I couldn’t get any vege kibbles under such notice, so I bought up the three packs of Addiction from Dr Khor.
All loaded, off we went…
We arrived at Bentong, and we greeted by good news.  Four of the dogs have already been adopted by Bentong folks (Bro Sui’s friend).  That was such wonderful news – music to my ears.  Two males and two females (all white ones) – we can’t be too particular here, as long as anyone wants them, and I trust Bro Sui’s judgment, they get to go to their new home. 
You see why I need to get the females spayed as quickly as possible? 

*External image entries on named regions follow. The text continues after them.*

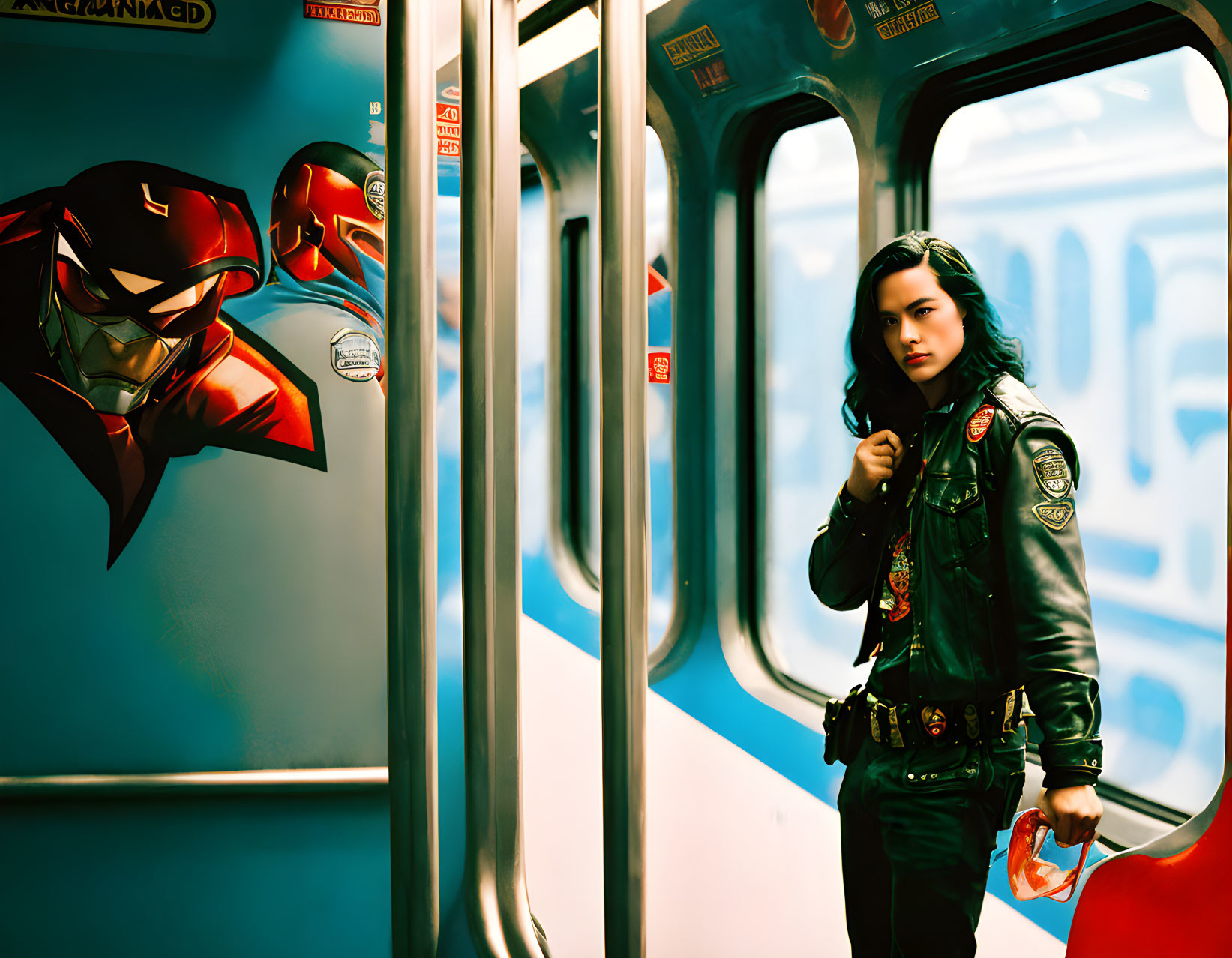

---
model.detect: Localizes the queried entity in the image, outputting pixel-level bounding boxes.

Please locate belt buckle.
[868,696,889,744]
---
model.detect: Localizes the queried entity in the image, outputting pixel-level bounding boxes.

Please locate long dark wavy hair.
[843,232,1023,439]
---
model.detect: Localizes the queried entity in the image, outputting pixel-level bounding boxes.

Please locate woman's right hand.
[847,429,903,504]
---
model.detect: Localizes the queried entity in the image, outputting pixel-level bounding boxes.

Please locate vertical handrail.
[385,0,440,958]
[598,0,647,958]
[462,0,541,958]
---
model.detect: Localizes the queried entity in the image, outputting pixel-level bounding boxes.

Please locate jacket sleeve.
[808,486,886,612]
[1002,419,1102,788]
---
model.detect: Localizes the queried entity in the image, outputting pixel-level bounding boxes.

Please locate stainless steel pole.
[385,0,440,958]
[462,0,541,958]
[598,0,647,958]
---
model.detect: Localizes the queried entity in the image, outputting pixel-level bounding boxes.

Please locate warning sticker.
[304,0,381,27]
[436,103,462,157]
[663,27,723,67]
[864,0,941,40]
[661,25,736,96]
[646,350,671,383]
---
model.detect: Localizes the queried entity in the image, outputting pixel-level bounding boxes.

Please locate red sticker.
[967,403,997,442]
[646,350,671,383]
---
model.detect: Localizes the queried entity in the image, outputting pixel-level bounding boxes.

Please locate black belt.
[860,686,1023,749]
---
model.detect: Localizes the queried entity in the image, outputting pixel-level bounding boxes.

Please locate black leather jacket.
[808,374,1102,787]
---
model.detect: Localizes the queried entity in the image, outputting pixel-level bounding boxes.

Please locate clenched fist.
[1036,786,1104,849]
[847,429,903,504]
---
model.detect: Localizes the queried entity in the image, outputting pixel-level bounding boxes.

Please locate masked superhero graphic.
[0,163,325,567]
[266,143,385,378]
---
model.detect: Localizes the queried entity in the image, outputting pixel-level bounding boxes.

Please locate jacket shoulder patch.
[967,403,997,442]
[985,373,1056,429]
[1031,498,1075,532]
[1031,446,1073,498]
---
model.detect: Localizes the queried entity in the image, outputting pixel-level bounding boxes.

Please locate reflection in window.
[580,127,675,651]
[764,118,868,693]
[519,127,675,650]
[646,127,675,650]
[930,48,1227,813]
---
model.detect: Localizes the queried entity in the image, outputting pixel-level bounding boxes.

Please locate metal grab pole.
[462,0,541,958]
[598,0,647,958]
[385,0,440,958]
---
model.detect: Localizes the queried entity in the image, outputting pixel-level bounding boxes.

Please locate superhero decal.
[268,143,385,381]
[0,161,325,567]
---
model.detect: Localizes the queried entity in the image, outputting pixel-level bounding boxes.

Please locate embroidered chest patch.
[920,705,945,739]
[1031,498,1075,532]
[881,532,912,622]
[1031,446,1073,498]
[967,403,997,442]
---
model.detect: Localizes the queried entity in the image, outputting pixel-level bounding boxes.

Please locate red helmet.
[270,142,385,293]
[1006,808,1096,901]
[40,161,265,414]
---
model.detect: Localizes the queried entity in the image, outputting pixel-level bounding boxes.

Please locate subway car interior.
[0,0,1232,958]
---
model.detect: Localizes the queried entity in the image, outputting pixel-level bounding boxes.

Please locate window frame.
[921,4,1232,827]
[736,92,859,705]
[737,4,1232,826]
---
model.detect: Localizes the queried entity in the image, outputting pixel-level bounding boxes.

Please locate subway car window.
[763,118,868,693]
[646,127,675,650]
[575,127,675,650]
[517,153,554,592]
[930,40,1228,813]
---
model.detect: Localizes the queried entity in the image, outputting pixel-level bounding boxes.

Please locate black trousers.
[838,729,1025,958]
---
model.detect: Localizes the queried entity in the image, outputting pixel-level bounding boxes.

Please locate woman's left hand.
[1036,786,1104,849]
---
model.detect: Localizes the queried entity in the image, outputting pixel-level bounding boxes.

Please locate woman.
[808,232,1102,958]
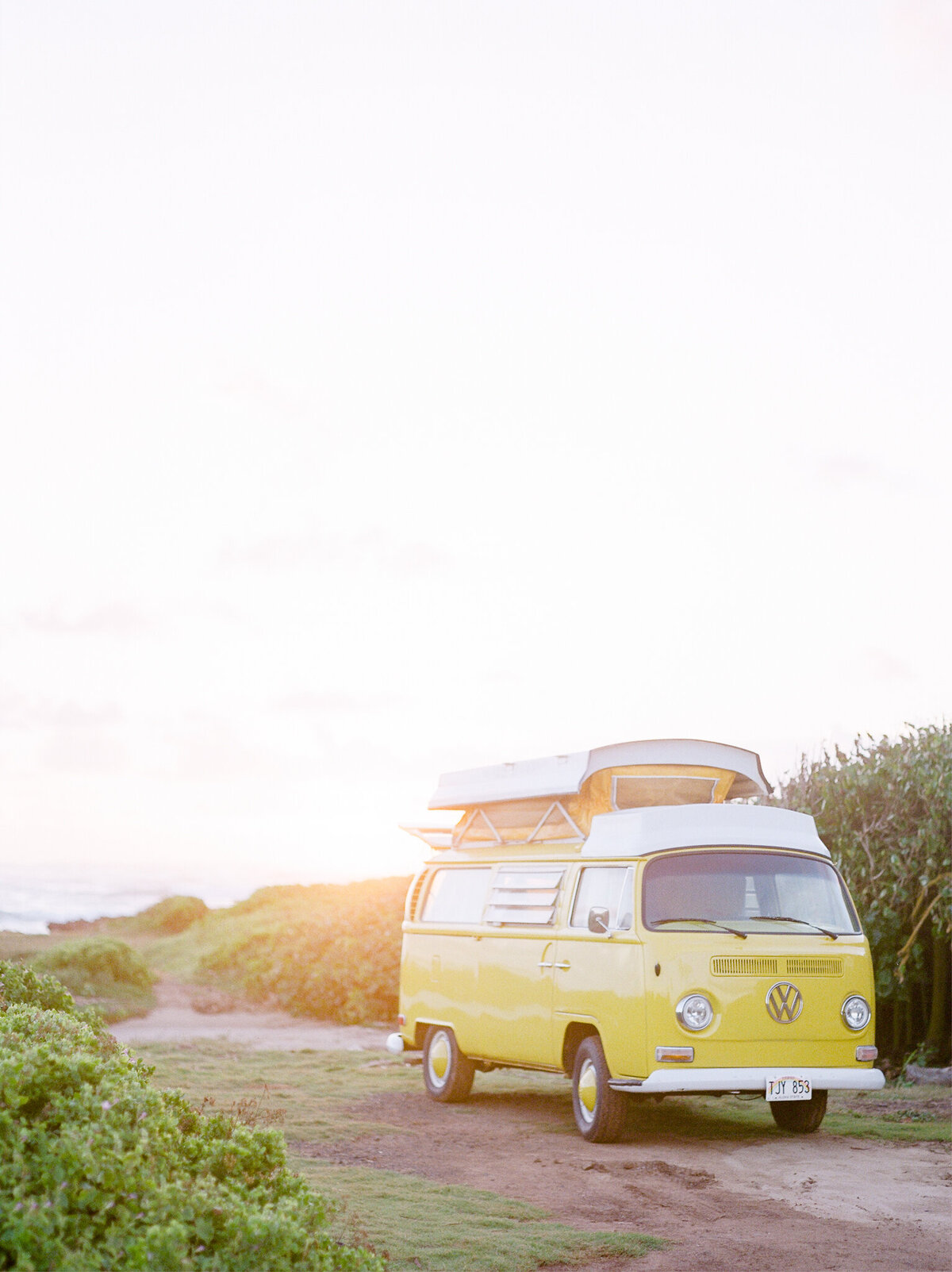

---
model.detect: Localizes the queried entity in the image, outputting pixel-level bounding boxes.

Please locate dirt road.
[113,987,952,1272]
[302,1091,952,1272]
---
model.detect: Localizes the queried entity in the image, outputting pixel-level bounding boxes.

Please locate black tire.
[769,1091,826,1135]
[424,1025,475,1104]
[572,1034,628,1143]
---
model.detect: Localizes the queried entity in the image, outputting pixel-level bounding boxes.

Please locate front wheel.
[424,1025,475,1104]
[572,1034,628,1143]
[770,1091,826,1135]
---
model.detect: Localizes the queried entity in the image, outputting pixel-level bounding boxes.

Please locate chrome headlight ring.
[675,993,714,1033]
[840,993,873,1032]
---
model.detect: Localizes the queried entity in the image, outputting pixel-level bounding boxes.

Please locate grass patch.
[291,1165,666,1272]
[140,1040,952,1143]
[136,1038,420,1143]
[137,1040,663,1272]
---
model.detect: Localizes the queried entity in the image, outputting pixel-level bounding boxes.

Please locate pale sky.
[0,0,952,895]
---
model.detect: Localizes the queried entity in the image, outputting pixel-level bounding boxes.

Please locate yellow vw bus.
[388,739,885,1142]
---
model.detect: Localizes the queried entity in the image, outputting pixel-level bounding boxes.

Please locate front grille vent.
[711,954,777,976]
[787,958,843,976]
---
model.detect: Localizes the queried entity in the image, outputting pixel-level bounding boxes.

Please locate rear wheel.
[572,1034,628,1143]
[424,1025,475,1104]
[769,1091,826,1135]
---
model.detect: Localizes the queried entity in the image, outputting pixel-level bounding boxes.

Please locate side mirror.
[589,905,608,935]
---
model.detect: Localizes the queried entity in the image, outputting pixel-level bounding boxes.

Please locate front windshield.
[643,850,859,935]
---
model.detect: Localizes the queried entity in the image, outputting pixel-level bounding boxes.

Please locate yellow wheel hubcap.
[578,1061,599,1114]
[430,1034,450,1082]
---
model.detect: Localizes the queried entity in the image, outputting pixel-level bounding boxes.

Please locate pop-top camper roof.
[430,738,770,809]
[403,738,770,850]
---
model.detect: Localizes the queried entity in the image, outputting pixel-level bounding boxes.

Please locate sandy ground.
[113,986,952,1272]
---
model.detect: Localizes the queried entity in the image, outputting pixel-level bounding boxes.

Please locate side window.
[420,867,489,924]
[486,869,566,924]
[570,867,634,931]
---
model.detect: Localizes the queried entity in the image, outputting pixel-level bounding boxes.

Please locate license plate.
[765,1074,813,1101]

That’s our mission for today.
Hello?  Who are you?  Why, it’s the white shaggy dog, remember?  The one we brought from the Klang Pound and the helpers wanted to keep as their pet?  They have shaved off his long fur, and bathed him.  So, he is now a scruffy dog instead of a shaggy one.  The helpers love him to bits, according to Bro Sui, and his name is now Jimmy.  And he actually responds to his name!  Jimmy follows Mr Mariappan everywhere, and is now 2nd lieutenant to Liberty (Mr Mariappan’s 1st lieutenant).  We can see the helpers all adore Jimmy.  They have never had a “branded” dog before….
Dr Khor and his team wasted no time in setting up his operating table.  Jimmy supervises.  “First dog, stand-by!”, Alex calls.  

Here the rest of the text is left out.